LLM Agent Integration (OpenAI Tools)¶
ms-enclave tool schemas are OpenAI Function Calling-compatible, so any model that supports OpenAI Tools (OpenAI, DashScope/Qwen, self-hosted OpenAI-compatible servers, etc.) can call sandbox tools directly.
Flow¶
- Create a manager and a sandbox (enable the needed tools)
get_sandbox_tools(sandbox_id)returns an OpenAI-compatible schema- Call the model with
tools=... - Parse each
tool_calland run it inside the sandbox - Append a
tool-role message with the result tomessages - Call the model again to get the final answer
Full example (DashScope / qwen-plus)¶
import asyncio
import json
import os
from openai import OpenAI
from ms_enclave.sandbox.manager import SandboxManagerFactory
from ms_enclave.sandbox.model import DockerSandboxConfig, SandboxType
async def run_agent():
client = OpenAI(
base_url='https://dashscope.aliyuncs.com/compatible-mode/v1',
api_key=os.environ['DASHSCOPE_API_KEY'],
)
async with SandboxManagerFactory.create_manager() as manager:
config = DockerSandboxConfig(
image='python:3.11-slim',
tools_config={
'python_executor': {},
'shell_executor': {},
'file_operation': {},
},
volumes={os.path.abspath('./output'): {'bind': '/sandbox/data', 'mode': 'rw'}},
)
sandbox_id = await manager.create_sandbox(SandboxType.DOCKER, config)
# 1) Fetch tool schemas
tools = await manager.get_sandbox_tools(sandbox_id)
messages = [
{'role': 'system', 'content':
'You can run Python and shell commands inside a managed sandbox '
'via the provided tools. Always use tools to compute and summarize results.'},
{'role': 'user', 'content':
'1) Use Python to compute 123456 * 654321.\n'
'2) Use shell to list /sandbox/data.\n'
'Then summarize.'},
]
# 2) First call: model decides which tools to invoke
completion = client.chat.completions.create(
model='qwen-plus',
messages=messages,
tools=list(tools.values()),
tool_choice='auto',
)
msg = completion.choices[0].message
messages.append(msg.model_dump())
# 3) Execute tool_calls one by one
for call in (msg.tool_calls or []):
args = json.loads(call.function.arguments or '{}')
result = await manager.execute_tool(sandbox_id, call.function.name, args)
messages.append({
'role': 'tool',
'tool_call_id': call.id,
'name': call.function.name,
'content': result.model_dump_json(),
})
# 4) Let the model produce the final answer based on tool results
final = client.chat.completions.create(model='qwen-plus', messages=messages)
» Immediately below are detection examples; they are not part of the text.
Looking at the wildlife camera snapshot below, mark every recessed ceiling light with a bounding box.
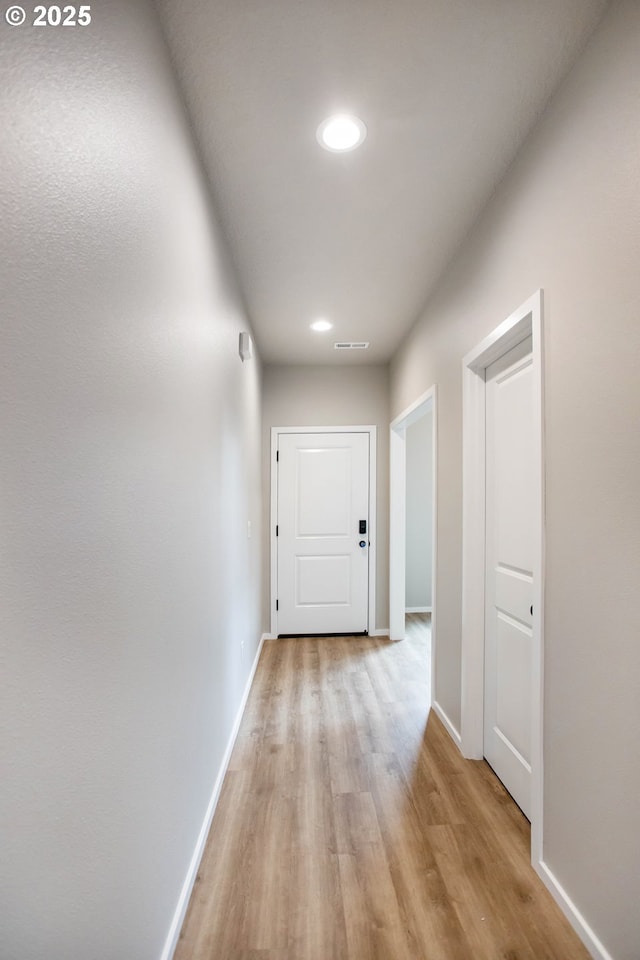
[316,114,367,153]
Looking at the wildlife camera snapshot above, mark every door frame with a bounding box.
[269,425,377,637]
[389,384,438,708]
[460,290,544,865]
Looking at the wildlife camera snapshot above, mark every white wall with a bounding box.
[391,2,640,960]
[262,364,389,632]
[405,412,433,608]
[0,0,261,960]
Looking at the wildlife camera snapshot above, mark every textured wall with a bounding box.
[405,412,433,607]
[391,2,640,960]
[262,364,389,632]
[0,0,260,960]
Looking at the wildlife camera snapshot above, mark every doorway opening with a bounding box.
[389,385,438,708]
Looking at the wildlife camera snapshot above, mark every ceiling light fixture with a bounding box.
[316,114,367,153]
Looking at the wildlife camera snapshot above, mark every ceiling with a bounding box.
[157,0,606,363]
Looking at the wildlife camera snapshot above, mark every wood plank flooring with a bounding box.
[175,616,588,960]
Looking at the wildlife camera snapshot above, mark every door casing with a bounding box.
[389,384,438,712]
[269,425,377,637]
[460,290,544,867]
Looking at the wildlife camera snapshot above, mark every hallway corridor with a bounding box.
[175,615,588,960]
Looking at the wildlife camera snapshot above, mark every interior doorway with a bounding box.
[389,385,437,704]
[461,290,544,867]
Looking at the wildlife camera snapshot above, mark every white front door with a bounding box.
[484,337,535,818]
[276,433,369,636]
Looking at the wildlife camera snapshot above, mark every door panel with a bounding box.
[277,433,369,635]
[484,337,534,816]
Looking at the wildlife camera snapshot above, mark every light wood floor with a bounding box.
[175,616,588,960]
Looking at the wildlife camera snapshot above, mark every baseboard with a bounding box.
[533,860,613,960]
[160,634,267,960]
[431,700,462,753]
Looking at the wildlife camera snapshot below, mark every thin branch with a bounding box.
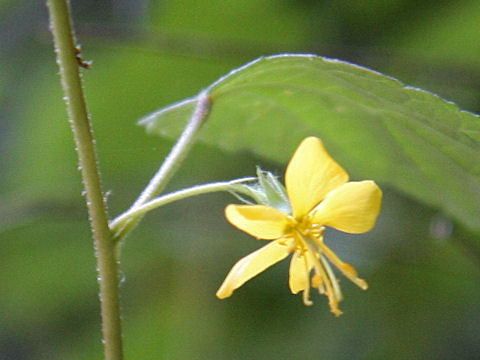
[47,0,123,360]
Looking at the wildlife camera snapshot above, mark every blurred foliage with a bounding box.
[0,0,480,360]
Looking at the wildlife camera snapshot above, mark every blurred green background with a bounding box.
[0,0,480,360]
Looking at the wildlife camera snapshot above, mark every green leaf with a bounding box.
[141,55,480,231]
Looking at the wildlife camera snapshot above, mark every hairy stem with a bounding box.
[114,92,212,241]
[110,177,257,234]
[47,0,123,360]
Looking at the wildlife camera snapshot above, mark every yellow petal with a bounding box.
[312,180,382,234]
[285,137,348,219]
[217,239,293,299]
[225,205,288,240]
[288,251,312,294]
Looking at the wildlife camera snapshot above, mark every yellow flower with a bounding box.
[217,137,382,315]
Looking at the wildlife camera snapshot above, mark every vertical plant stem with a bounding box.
[114,91,212,241]
[47,0,123,360]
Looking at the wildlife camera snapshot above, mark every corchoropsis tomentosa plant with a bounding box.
[217,137,382,315]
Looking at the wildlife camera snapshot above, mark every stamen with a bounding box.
[302,287,313,306]
[320,255,343,302]
[316,239,368,290]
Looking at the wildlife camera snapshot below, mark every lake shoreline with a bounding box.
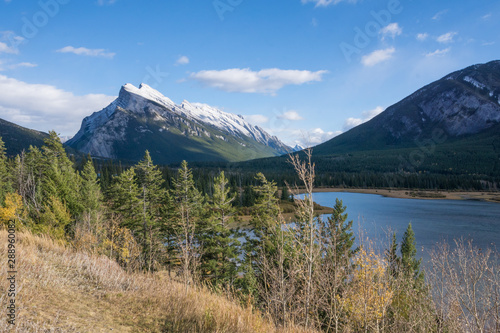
[308,187,500,203]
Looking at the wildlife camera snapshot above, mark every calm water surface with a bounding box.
[314,192,500,261]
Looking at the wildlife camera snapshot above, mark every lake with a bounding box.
[313,192,500,261]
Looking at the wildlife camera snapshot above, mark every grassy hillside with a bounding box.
[0,230,312,333]
[0,119,48,156]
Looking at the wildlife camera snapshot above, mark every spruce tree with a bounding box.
[171,161,203,293]
[201,171,240,285]
[322,199,359,262]
[0,137,11,206]
[136,150,165,271]
[108,167,142,233]
[80,159,103,212]
[385,232,401,278]
[401,223,423,280]
[41,131,83,216]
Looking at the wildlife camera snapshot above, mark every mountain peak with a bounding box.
[67,83,291,163]
[120,83,175,109]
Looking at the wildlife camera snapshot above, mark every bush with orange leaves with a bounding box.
[346,248,393,332]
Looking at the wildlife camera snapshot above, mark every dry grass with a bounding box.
[0,230,316,333]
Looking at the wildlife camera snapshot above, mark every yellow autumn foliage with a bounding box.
[0,193,25,224]
[346,249,393,331]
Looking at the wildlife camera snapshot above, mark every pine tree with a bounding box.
[401,223,424,280]
[136,150,165,271]
[172,161,203,293]
[385,233,401,278]
[108,167,142,232]
[40,131,83,216]
[80,159,103,212]
[0,137,11,206]
[322,199,359,262]
[201,171,240,285]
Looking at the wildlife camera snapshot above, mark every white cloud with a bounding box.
[8,62,38,69]
[432,9,448,21]
[190,68,327,94]
[379,23,403,40]
[0,31,24,54]
[278,110,304,120]
[308,128,342,147]
[0,75,116,135]
[425,47,451,57]
[361,47,396,67]
[342,106,385,131]
[301,0,358,7]
[243,114,269,125]
[417,33,429,42]
[0,42,18,54]
[56,46,116,59]
[97,0,116,6]
[436,31,458,44]
[175,56,189,65]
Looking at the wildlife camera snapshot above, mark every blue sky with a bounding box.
[0,0,500,145]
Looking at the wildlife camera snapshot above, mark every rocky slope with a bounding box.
[66,84,291,163]
[315,61,500,154]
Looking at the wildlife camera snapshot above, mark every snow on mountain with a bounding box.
[173,100,277,144]
[68,83,291,161]
[114,83,290,149]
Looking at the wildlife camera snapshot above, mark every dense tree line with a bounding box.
[0,132,500,332]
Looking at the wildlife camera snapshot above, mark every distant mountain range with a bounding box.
[314,61,500,155]
[66,84,292,164]
[0,61,500,177]
[0,119,49,156]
print(final.choices[0].message.content)
asyncio.run(run_agent())
Other models¶
Any OpenAI-Tools-compatible endpoint works. Just swap base_url and model:
- Self-hosted vLLM / Ollama:
base_url='http://localhost:8000/v1' - OpenAI: drop
base_url,model='gpt-4o-mini' - DashScope (shown above):
qwen-plus,qwen-max, etc.
Practical tips¶
- Limit the toolset: fewer tools → better routing decisions. Only enable tools the task actually needs.
- Truncate results:
ToolResult.outputcan be large. Trim or summarize before feeding it back if it would blow the context window. - Multi-round calls: if the first round isn't enough, loop on
tool_callsuntil the model returns a plain text answer. - Error feedback: include the
errorfield in thetoolmessage so the model can decide whether to retry or change strategy.